In 1999, director Brad Bird’s film “The Iron Giant” hit the big screen.
It was a commercial failure, costing approximately $70 million to make and grossing only $23 million at the worldwide box office. The experience reportedly led Bird to question whether he was cut out to make it in the film industry. He had no idea anyone else had seen the film, and he thought he had enough creative promise to shake up a very prominent animation studio.
That person: Steve Jobs, who was CEO of Pixar Animation Studios at the time.
Fresh from the failure that threatened his career, Jobs and Pixar co-founder Ed Catmull hired Bird to write and direct a movie called “The Incredibles.” The film won several Oscars, but at the time nothing seemed like a guarantee.
“They actively picked a guy to come up who had just made a huge flop,” Bird said on the “WorkLife with Adam Grant” podcast in 2019. “They felt, ‘We’re in danger of falling into certain habits because we have the same group doing stuff…but we want to shake things up.’”
It was particularly unusual because Pixar was already successful. By 1999, the studio had already released “Toy Story” and “A Bug’s Life,” and “Toy Story 2” came out at the end of that year.
Jobs and Catmull told Bird they hired him because “The Iron Giant” showed a willingness to find new ways to tell stories, Bird recalled. And adding a new voice to the room can help keep the rest of the team from resting on their laurels.
Bird’s promise to make a better movie with half the time and money of other animated movies didn’t hurt either, he noted.
The problem: When Bird was hired, the studio said its expectations for “The Incredibles” were actually unrealistic.

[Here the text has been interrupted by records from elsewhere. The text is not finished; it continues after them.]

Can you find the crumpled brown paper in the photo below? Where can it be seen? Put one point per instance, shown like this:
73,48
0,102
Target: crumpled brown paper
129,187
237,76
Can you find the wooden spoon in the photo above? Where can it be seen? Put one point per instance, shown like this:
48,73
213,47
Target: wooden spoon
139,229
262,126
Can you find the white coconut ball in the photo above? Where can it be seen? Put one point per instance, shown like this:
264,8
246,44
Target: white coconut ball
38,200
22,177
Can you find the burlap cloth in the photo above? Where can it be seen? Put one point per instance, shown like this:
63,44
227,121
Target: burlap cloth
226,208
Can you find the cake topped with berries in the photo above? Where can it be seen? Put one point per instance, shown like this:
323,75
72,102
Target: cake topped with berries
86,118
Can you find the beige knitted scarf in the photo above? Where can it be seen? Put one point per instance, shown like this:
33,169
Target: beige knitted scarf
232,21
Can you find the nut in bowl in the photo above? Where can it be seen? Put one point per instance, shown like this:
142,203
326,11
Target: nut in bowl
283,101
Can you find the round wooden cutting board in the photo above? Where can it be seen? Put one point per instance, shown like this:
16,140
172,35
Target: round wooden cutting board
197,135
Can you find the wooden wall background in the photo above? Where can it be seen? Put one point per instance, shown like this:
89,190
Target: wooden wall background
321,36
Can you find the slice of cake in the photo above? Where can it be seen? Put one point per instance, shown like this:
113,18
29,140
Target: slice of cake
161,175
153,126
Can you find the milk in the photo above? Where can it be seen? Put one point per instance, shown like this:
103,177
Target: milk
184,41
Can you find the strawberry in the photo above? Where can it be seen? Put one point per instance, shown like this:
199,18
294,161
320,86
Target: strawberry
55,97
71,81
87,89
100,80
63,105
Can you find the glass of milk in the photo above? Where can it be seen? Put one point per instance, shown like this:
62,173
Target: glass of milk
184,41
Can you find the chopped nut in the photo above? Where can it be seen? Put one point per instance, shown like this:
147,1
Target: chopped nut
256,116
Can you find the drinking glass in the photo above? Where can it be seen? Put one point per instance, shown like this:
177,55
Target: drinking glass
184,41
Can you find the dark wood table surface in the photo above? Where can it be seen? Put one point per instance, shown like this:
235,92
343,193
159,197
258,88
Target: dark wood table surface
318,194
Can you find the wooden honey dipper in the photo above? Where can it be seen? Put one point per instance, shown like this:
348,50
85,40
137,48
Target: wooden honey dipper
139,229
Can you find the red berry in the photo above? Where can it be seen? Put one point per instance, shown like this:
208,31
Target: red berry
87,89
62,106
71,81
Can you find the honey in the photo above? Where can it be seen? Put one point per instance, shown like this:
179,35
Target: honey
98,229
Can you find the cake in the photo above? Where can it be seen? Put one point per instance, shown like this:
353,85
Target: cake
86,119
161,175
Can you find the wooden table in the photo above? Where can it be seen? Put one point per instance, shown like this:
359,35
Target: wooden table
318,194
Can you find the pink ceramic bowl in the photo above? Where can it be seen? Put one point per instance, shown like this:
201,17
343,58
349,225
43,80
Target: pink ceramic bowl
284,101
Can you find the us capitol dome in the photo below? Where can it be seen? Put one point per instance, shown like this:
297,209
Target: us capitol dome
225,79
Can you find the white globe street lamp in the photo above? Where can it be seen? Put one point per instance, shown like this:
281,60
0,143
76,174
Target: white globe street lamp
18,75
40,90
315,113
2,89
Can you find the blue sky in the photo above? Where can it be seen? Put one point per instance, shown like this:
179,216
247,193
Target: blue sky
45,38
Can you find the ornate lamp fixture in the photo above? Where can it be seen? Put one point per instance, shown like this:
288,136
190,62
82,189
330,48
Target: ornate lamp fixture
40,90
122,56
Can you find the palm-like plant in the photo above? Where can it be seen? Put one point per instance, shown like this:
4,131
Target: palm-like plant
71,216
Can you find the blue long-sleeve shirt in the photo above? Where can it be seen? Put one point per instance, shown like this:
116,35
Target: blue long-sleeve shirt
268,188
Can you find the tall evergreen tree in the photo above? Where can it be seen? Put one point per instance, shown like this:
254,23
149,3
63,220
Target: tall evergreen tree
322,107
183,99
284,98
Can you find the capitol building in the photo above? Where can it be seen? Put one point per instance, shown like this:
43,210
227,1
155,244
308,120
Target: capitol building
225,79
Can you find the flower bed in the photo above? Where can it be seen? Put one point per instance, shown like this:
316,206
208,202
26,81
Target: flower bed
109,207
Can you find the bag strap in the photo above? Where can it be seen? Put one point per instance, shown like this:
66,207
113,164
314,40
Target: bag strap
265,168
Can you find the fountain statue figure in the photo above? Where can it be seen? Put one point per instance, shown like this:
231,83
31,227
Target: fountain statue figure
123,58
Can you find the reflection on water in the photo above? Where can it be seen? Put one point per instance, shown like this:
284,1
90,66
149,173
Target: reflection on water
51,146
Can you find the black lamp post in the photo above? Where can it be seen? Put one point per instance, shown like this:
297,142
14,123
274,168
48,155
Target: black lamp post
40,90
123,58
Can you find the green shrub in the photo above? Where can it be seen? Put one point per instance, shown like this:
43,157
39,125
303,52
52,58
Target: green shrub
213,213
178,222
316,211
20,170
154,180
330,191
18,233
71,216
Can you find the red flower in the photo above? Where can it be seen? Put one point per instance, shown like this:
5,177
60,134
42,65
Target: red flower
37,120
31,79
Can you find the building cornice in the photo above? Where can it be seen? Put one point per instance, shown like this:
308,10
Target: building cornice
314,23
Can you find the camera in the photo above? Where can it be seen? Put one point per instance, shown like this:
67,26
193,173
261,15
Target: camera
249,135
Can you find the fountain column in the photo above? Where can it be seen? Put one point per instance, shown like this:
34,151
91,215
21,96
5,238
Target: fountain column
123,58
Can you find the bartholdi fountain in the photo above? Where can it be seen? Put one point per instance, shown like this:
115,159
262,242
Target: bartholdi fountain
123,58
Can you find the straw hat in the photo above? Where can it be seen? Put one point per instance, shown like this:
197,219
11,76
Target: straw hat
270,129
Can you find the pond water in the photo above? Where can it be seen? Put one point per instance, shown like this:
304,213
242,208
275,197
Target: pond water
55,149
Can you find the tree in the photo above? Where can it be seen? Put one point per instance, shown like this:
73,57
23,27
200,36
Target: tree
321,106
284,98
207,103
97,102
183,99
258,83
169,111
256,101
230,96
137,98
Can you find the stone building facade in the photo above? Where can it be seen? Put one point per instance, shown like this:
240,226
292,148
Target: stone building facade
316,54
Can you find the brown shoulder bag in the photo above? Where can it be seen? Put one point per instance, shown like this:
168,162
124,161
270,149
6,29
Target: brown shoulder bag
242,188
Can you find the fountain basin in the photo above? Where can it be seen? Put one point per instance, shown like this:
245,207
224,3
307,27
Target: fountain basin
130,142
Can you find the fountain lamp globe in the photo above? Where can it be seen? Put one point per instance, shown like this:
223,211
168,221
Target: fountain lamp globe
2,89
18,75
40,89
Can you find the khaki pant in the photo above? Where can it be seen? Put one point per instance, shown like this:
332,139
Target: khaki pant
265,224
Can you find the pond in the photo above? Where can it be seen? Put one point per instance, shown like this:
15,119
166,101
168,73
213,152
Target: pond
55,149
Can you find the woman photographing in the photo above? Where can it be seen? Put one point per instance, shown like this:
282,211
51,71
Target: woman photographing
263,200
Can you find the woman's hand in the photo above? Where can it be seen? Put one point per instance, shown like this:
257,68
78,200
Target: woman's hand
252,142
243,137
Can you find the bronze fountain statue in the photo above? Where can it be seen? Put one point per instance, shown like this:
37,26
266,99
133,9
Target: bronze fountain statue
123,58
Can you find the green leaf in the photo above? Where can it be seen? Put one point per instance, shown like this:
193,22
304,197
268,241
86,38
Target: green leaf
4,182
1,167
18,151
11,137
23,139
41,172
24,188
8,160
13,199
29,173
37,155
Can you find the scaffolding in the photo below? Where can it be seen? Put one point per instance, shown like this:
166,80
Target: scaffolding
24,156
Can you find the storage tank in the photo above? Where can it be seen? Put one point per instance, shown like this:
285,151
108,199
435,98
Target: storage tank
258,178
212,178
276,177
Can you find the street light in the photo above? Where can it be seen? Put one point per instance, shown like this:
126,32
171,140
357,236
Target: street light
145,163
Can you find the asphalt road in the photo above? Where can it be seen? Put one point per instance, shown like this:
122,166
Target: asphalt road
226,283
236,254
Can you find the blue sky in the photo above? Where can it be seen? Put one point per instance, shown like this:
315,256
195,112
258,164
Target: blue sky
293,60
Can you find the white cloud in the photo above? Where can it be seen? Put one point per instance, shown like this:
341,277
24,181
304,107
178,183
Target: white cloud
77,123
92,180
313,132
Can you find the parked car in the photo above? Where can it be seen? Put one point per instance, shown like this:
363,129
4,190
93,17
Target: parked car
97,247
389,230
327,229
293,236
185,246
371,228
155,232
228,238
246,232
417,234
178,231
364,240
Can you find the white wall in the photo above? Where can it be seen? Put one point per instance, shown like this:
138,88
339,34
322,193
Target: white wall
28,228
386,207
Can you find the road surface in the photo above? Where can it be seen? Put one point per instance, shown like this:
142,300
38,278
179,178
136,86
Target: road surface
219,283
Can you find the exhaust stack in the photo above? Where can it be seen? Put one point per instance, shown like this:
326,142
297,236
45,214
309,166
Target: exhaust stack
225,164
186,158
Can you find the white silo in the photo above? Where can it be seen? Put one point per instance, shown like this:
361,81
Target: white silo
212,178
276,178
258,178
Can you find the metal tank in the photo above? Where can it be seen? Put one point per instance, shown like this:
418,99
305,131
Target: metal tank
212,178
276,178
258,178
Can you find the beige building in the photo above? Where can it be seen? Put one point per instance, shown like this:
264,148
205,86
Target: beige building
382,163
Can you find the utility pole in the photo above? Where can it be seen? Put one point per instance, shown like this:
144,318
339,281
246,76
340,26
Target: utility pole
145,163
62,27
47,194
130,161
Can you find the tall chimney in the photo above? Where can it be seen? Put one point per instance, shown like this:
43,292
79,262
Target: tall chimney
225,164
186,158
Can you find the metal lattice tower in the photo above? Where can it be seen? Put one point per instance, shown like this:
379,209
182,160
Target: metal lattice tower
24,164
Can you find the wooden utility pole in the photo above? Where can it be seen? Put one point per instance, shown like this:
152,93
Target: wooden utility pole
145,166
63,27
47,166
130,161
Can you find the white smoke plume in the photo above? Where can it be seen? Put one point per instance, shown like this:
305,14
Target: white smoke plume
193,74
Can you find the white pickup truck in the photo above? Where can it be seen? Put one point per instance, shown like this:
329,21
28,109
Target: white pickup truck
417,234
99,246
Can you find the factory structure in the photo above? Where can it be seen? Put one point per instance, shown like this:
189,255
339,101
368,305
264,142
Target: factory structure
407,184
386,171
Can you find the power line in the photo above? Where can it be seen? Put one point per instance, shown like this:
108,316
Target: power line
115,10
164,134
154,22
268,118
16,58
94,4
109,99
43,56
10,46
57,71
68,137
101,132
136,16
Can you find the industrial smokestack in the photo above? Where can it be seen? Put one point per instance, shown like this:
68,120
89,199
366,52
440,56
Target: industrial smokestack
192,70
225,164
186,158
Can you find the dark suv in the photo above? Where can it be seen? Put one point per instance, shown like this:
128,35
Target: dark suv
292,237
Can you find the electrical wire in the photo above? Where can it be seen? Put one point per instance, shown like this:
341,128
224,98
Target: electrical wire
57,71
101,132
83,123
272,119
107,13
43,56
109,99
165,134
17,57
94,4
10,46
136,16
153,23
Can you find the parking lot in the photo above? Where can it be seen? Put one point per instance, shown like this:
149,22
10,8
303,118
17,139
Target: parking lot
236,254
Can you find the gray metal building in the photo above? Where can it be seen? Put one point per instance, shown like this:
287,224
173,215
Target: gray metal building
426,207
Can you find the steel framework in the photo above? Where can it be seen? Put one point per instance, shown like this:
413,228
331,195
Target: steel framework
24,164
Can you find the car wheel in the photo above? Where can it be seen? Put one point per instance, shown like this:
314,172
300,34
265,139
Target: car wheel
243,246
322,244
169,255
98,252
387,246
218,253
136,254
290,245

He was told the film would take nearly a decade and $500 million to produce, he and producer John Walker said on the podcast.
So Bird began looking for Pixar’s “black sheep”: employees whose risky ideas had been overlooked in the past. “I want people who are not happy because they have a better way of doing things and they are having trouble finding a way,” Bird said.
Then he united them against a common enemy: the status quo. “Nobody thinks we can pull this off,” Bird told the team.
Some experts call this method of motivation the “underdog effect.”
In 2017, researchers at Carolina Coast University found that people who are beginners or who are often overlooked have an advantage: Despite their lack of resources and control, they have a “strong motivation to acquire something.” instead of keeping something.
Instead of viewing their disadvantages “as a hindrance, the underdog’s attempts to increase this control may have positive effects on creativity” and problem solving, the study notes.
In the case of Pixar, Bird’s team avoided the hassles of hiring advanced animators or investing in expensive new technology by creating their own computer-generated animation trailers.
The Incredibles ended up costing $92 million to produce. It earned more than $631 billion at the worldwide box office after its release in 2004. Bird created several films with Pixar, including another Oscar-winning film, “Ratatouille.”
Having an underdog mindset is beneficial, Bird said, and a good source of motivation.
“Doing really good work is hard. If you do it right, you’re an underdog,” Bird said. “You should aim at something that is out of your range.”